SICSA Multicore Challenge


Full details of the challenge: HERE.

Concordance Specification

  • Given Text file containing English text in ASCII encoding. An integer N.
  • Find For all sequences of words, up to length N, occurring in the input file, the number of occurrences of this sequence in the text, together with a list of start indices. Optionally, sequences with only 1 occurrence should be omitted.

  • My Contribution

    A MapReduce approach to parallelizing the Concordance application, implemented using Hadoop.
    Read THESE slides for full details of my MapReduce implementation, a complete set of results varying {reducers, input size, number of nodes, Concordance N}, and the Hadoop configuration used.

    Source Code

  • My Hadoop implementation - here
  • Others: Sequential C, Sequential Haskell, To appear soon: Java with Fork/Join, Python, Groovy, OpenMP, Eden, GpH, C# Patterns & Erlang.

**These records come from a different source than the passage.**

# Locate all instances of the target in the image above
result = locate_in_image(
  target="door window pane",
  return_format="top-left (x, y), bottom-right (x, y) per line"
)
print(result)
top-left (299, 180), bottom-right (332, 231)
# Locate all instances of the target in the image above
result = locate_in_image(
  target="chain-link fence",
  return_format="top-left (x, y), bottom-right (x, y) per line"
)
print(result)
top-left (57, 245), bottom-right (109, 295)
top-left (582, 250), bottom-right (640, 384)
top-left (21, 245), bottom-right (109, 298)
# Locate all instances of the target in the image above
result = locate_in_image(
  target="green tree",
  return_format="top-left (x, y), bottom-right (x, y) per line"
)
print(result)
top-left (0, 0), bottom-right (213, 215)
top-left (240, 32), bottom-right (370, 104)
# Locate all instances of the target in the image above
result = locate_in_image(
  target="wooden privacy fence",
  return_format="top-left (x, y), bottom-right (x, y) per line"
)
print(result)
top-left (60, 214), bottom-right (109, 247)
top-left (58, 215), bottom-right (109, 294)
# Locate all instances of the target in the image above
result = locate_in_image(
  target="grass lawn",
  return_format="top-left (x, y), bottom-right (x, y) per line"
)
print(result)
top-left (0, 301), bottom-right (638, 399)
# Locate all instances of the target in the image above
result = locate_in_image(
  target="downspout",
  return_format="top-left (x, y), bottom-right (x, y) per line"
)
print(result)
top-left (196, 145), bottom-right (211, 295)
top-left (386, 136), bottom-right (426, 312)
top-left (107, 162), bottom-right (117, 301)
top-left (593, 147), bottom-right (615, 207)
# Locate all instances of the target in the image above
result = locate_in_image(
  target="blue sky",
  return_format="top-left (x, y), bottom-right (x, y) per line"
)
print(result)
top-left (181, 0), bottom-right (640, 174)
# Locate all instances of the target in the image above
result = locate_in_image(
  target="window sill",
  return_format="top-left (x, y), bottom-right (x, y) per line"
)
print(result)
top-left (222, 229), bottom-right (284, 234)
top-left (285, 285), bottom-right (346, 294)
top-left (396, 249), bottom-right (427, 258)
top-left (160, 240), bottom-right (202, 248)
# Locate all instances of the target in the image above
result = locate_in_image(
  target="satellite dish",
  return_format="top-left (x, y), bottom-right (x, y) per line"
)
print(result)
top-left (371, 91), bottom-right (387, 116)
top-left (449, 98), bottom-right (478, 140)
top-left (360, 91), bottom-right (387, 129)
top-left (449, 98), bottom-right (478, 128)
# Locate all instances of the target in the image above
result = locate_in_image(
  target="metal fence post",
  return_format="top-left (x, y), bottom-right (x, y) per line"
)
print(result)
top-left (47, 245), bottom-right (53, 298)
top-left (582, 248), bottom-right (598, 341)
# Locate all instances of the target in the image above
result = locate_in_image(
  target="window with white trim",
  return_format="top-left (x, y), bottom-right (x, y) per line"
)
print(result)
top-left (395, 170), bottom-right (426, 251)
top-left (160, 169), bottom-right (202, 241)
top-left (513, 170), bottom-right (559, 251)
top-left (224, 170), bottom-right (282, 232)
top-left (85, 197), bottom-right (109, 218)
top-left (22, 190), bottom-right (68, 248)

  • Key Result: Throughput Scalability

    A number of sample input files were specified, to benchmark each implementation. These were: WaD2a.txt, WaD2.txt, WaD.txt, bible.txt, ascii100MB.txt and correspond to the graph below, in respective order.


    What does this graph say? I would argue that this quanitifies the claim that Hadoop is a high-throughput, scalable data processing MapReduce framework.

    Implementation Optimizations

    This excercise was useful in identifying the scalability limits of certain Java classes, and also to expose parameters for runtime tuning, depending on input size, and the number of nodes in the cluster.